Emergence de l’indigénisme et du naïf

par Alexis Corre | 21/10/2020 | , , | Studio Dietz

Au début du 20e siècle, une révolution culturelle se met en place en Haïti, grâce à l’émergence de l’Indigénisme. Ce terme est employé pour valoriser et demander une reconnaissance des cultures issus de la colonisation. Elle est politique, artistique et concerne tous les pays d’Amerique Latines également. En haïti le mouvement est initié par Jean Price Mars, et d’autres intellectuels auteurs de la Revue Indigène. Certains auteurs Français comme Breton et Malraux vanteront l’art haïtien dans leurs écrits.

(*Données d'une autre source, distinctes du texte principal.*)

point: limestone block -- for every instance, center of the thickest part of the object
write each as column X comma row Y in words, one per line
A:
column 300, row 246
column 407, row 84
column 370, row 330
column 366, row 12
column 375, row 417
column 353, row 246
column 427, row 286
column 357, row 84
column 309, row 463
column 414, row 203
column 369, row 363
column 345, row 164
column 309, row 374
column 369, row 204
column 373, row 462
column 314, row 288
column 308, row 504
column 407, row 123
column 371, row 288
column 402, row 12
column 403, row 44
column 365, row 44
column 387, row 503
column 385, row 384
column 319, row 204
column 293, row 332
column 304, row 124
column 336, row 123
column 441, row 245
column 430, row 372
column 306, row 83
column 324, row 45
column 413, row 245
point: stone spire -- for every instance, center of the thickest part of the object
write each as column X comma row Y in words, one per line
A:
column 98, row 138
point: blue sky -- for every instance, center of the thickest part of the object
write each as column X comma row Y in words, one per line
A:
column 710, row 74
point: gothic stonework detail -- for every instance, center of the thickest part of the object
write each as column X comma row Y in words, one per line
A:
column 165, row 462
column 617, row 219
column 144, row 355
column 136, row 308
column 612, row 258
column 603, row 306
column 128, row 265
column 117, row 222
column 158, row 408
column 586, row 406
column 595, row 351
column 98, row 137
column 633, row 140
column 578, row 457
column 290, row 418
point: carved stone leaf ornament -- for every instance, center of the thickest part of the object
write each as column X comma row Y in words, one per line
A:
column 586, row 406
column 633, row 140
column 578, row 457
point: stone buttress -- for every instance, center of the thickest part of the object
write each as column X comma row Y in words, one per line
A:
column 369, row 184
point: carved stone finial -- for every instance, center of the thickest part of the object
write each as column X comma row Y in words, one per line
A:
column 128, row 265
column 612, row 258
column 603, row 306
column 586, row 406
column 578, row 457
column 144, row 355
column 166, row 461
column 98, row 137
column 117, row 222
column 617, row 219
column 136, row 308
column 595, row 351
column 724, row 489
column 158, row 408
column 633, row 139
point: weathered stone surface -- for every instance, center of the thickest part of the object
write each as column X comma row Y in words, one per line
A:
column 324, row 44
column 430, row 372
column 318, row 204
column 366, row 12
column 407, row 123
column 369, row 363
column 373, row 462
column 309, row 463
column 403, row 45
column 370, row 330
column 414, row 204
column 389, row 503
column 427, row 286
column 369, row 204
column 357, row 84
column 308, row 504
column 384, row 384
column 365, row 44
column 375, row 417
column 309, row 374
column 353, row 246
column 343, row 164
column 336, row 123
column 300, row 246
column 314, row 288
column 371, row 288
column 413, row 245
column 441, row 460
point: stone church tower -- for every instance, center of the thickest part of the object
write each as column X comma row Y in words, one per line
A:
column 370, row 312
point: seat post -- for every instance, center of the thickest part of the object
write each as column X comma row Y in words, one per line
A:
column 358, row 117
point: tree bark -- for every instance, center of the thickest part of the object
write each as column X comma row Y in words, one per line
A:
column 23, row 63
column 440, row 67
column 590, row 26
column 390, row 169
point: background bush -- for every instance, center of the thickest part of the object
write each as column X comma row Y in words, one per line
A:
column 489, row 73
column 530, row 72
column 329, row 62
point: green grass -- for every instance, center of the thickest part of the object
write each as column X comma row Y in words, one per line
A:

C’est dans ce sillage que va naître en 1944 le premier Centre D’art à Port au Prince, sous l’impulsion de Peters Dewitt, un américain qui va découvrir les peintres de rues autodidactes en Haïti, et d’autres intellectuels haïtiens. Cette première institution, qui vise à la formation des artistes autodidactes, va ancrer et populariser cet art haïtien sous le nom de « naïf ».  

Philomé Obin

Par la suite d’autres Ecoles de pensée vont naître dans cette même mouvance mais prenant des thèmes d’inspirations bien différents. Dans l’urbain des institutions vont donc s’ancrer de manière pérenne dans le paysage et les musées, galeries vont émerger. Des quartiers d’artistes vont alors naître. Dans ce projet d’une modernité indigène, l’indigénéïté réside essentiellement dans le choix des thèmes. Contrairement au 19e siècle ou les thèmes choisis étaient principalement de l’ordre historique ou chrétienne, le naïf se recentre sur des thèmes beaucoup plus populaires comme la paysannerie, la vie quotidienne, le vaudou et aussi et toujours le christianisme ( mais qui est là seulement une inspiration, ce ne sont pas des peintures d’église ). Afin de faire reconnaître la culture on utilise donc thèmes concrets qui « parle la langue du pays ». 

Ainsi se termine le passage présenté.